Just converted my HA version back to standalone and discovered I’d introduced a “race condition” while doing some cleanup, but it wasn’t the cause of the real problem, fixing it had no effect. Updated github with the standalone test version - just run edit test_elkm1.py to set code and host and then run it with python. Only tested with python3.5.

Well, maybe that made a difference on HA side, after all, though it didn’t seem to matter on standalone. At least I don’t appear to have fiddle anything else, and now I got error about component failing to initialize instead (which is because my quick fix to my “race condition” meant that it wasn’t flagged as connected so it would return False in the HA component side of things … ). Commenting out the test for connected gets it to finish startup without further issues, so it looks like I may have figured out my problem … thanks for helping me figure it out :facepalm:

TL;DR : Attempting to set a property of a (not yet set) object from within LineHandler to set the connected flag so that in turn the HA component could see it was connected. I changed how I was doing this and broke it, while converting from standalone to component. At first fixing this didn’t appear to fix it, but maybe I just hadn’t correctly copied the updated version to custom_components/ … For whatever reason, the actual error didn’t appear in the log when running under HA, instead it just immediately closed the connection and fired the connection closed method and so on. Standalone, I got the expected trace dump and crash.

1 Like

You can add an __init__ method to your protocol where you add elk, and instantiate the protocol before passing it to the serial reader thread. You can use a lambda expression to pass the instance instead of a class to the reader, to workaround the reader calling it again.
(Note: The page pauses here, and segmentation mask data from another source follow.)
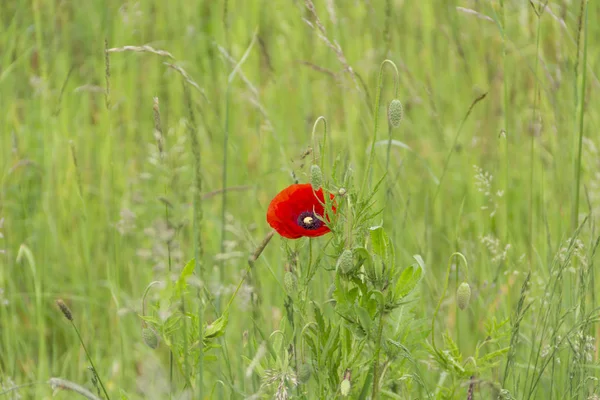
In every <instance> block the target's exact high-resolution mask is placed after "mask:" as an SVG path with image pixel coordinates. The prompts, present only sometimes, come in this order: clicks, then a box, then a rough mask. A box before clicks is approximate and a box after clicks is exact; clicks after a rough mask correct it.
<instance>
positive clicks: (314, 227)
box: [297, 211, 323, 230]
mask: <svg viewBox="0 0 600 400" xmlns="http://www.w3.org/2000/svg"><path fill="white" fill-rule="evenodd" d="M297 223H298V225H300V226H301V227H303V228H304V229H310V230H313V229H319V228H320V227H322V226H323V221H321V220H320V219H319V218H317V216H316V214H315V213H314V212H312V211H304V212H303V213H301V214H300V215H298V220H297Z"/></svg>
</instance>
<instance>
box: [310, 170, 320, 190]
mask: <svg viewBox="0 0 600 400" xmlns="http://www.w3.org/2000/svg"><path fill="white" fill-rule="evenodd" d="M310 184H311V186H312V187H313V190H319V188H320V187H321V185H322V184H323V173H322V172H321V168H319V166H318V165H316V164H313V165H311V166H310Z"/></svg>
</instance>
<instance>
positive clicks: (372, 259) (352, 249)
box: [352, 247, 373, 274]
mask: <svg viewBox="0 0 600 400" xmlns="http://www.w3.org/2000/svg"><path fill="white" fill-rule="evenodd" d="M352 253H353V256H354V258H355V259H356V260H357V263H358V267H359V268H360V267H361V266H363V265H364V267H365V270H366V271H367V273H368V274H371V273H372V271H373V257H371V253H369V251H368V250H367V249H366V248H364V247H355V248H354V249H352Z"/></svg>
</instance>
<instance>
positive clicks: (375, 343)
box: [372, 306, 383, 400]
mask: <svg viewBox="0 0 600 400" xmlns="http://www.w3.org/2000/svg"><path fill="white" fill-rule="evenodd" d="M382 335H383V306H382V307H381V310H379V326H378V328H377V338H376V342H375V357H374V360H373V394H372V399H373V400H375V399H377V396H378V394H379V353H380V352H381V336H382Z"/></svg>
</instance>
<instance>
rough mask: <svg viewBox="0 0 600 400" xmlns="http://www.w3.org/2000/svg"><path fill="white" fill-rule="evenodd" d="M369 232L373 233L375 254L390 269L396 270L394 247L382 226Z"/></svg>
mask: <svg viewBox="0 0 600 400" xmlns="http://www.w3.org/2000/svg"><path fill="white" fill-rule="evenodd" d="M369 230H370V231H371V232H370V233H371V243H372V245H373V252H374V253H375V254H377V255H378V256H379V257H381V259H382V260H383V262H384V264H386V265H387V267H388V268H389V269H391V270H394V246H393V245H392V242H391V241H390V238H389V236H388V235H387V233H385V230H384V229H383V227H382V226H381V225H380V226H374V227H371V228H369Z"/></svg>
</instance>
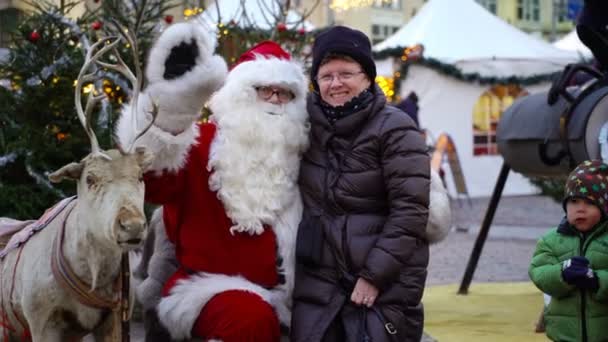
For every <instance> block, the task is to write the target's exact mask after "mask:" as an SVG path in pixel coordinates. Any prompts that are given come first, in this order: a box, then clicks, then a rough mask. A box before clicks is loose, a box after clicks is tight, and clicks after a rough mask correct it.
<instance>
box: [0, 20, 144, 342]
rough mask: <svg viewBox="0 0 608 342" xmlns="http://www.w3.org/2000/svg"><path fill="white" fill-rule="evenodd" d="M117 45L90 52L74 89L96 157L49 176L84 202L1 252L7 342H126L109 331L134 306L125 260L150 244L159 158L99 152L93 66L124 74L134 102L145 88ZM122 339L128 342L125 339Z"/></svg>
mask: <svg viewBox="0 0 608 342" xmlns="http://www.w3.org/2000/svg"><path fill="white" fill-rule="evenodd" d="M121 34H122V38H127V41H128V42H129V44H131V46H132V47H133V54H134V56H137V50H136V45H135V41H134V38H133V37H132V36H131V35H129V34H128V33H127V32H126V31H125V30H121ZM114 38H116V37H109V38H105V39H102V40H101V41H99V42H98V43H97V44H95V45H93V46H92V47H91V49H90V50H89V51H88V53H87V56H86V60H85V64H84V65H83V67H82V69H81V72H80V75H79V77H78V80H77V86H76V90H75V103H76V109H77V112H78V117H79V119H80V122H81V123H82V125H83V127H84V129H85V131H86V132H87V135H88V136H89V138H90V141H91V150H92V151H91V153H90V154H89V155H88V156H86V157H85V158H84V159H82V160H81V161H80V162H78V163H70V164H68V165H66V166H64V167H62V168H61V169H59V170H57V171H56V172H54V173H52V174H51V175H50V176H49V179H50V180H51V181H53V182H60V181H62V180H64V179H72V180H75V181H76V182H77V194H78V195H77V197H76V198H75V199H73V200H72V201H64V202H66V203H67V202H69V203H67V204H65V205H64V207H65V208H64V209H63V210H61V211H60V212H58V213H55V214H53V215H54V217H53V218H52V220H51V221H50V223H48V225H46V227H45V228H44V229H42V230H39V231H38V232H37V233H36V234H35V235H33V236H31V238H29V240H27V241H25V242H23V243H21V244H18V245H17V246H13V247H14V248H13V249H12V250H11V249H10V247H11V242H9V245H8V247H7V248H8V250H6V249H5V251H3V252H4V253H2V255H3V258H2V259H1V262H0V314H1V316H0V339H2V341H7V340H10V339H11V338H21V339H24V338H25V339H27V338H28V334H29V335H30V336H31V339H32V340H33V341H34V342H37V341H58V342H59V341H72V340H74V339H79V338H82V337H83V336H84V335H86V334H88V333H91V332H92V333H93V335H94V337H95V339H96V341H102V340H108V341H110V340H113V341H117V340H119V339H120V337H116V336H114V337H111V336H110V332H113V331H116V330H118V329H116V327H115V324H116V319H112V318H113V317H114V318H115V317H116V316H117V315H116V313H117V312H120V311H117V309H120V308H121V305H122V306H124V300H127V298H124V299H123V300H121V299H120V295H119V294H120V293H119V292H120V287H121V282H120V281H119V279H120V278H121V277H120V274H121V259H122V256H123V254H124V253H126V252H127V251H130V250H132V249H134V248H136V247H139V246H140V244H141V243H142V242H143V241H144V240H145V238H146V234H147V223H146V217H145V214H144V210H143V205H144V183H143V178H142V177H143V176H142V175H143V172H144V170H145V169H146V168H147V166H148V165H149V164H150V163H151V161H152V155H151V154H150V153H148V152H146V150H145V149H144V148H139V147H138V148H136V149H134V151H131V150H132V148H127V149H125V148H124V147H119V149H118V150H109V151H102V150H100V148H99V145H98V142H97V138H96V137H95V134H94V133H93V130H92V128H91V112H92V110H93V107H94V106H95V104H96V103H97V102H99V101H100V100H101V99H102V97H103V96H96V95H94V92H93V91H91V92H90V93H89V97H88V100H87V101H86V109H85V110H83V109H82V103H81V99H80V94H81V92H82V86H83V84H85V83H86V82H90V81H92V80H93V79H95V72H91V73H88V74H87V73H86V72H87V70H88V69H89V68H90V67H91V66H92V65H93V64H97V65H100V66H102V67H104V68H109V69H112V70H115V71H118V72H120V73H122V74H123V75H125V76H126V77H127V78H128V79H129V80H130V81H131V82H132V83H133V89H134V94H133V97H134V98H136V97H137V95H138V93H139V89H141V80H142V76H141V71H140V70H139V67H137V70H136V71H137V72H136V75H133V73H132V72H131V71H130V70H129V69H128V68H127V66H126V64H125V63H124V61H123V60H122V59H121V58H120V55H119V54H118V52H117V51H116V49H115V47H116V45H117V44H118V43H119V42H120V41H122V38H116V39H115V40H114V41H112V40H113V39H114ZM101 46H103V47H102V48H101V49H100V50H99V51H97V52H96V53H95V51H96V50H97V49H98V48H99V47H101ZM110 50H112V51H114V55H115V57H116V59H117V60H118V62H117V63H116V64H109V63H104V62H101V61H100V60H99V59H100V57H101V56H102V55H103V54H105V53H106V52H108V51H110ZM136 60H137V59H136ZM136 65H137V63H136ZM152 116H153V117H155V113H152ZM133 117H135V116H133ZM149 127H150V126H147V127H146V129H144V131H143V132H141V134H143V133H144V132H145V130H147V129H148V128H149ZM141 134H140V135H141ZM55 211H58V210H55ZM28 234H29V233H28ZM13 245H14V244H13ZM117 292H118V293H117ZM121 314H123V315H124V314H125V311H123V312H121ZM123 319H125V320H126V319H128V317H123ZM127 336H128V335H127ZM127 339H128V338H127ZM122 340H123V341H124V340H126V339H125V338H124V336H123V339H122Z"/></svg>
I may look into that (lambdas and such), at least so I know how to do it, and perhaps make setting the Elk instance cleaner by passing it instead of setting it via a method, but for now I solved the immediate issue by just having Elk query serial’s connection state instead of having the LineHandler set the connection state in Elk in response to calls from serial. :slight_smile:

I’m now working on implementing sensor, binary_sensor, etc platforms.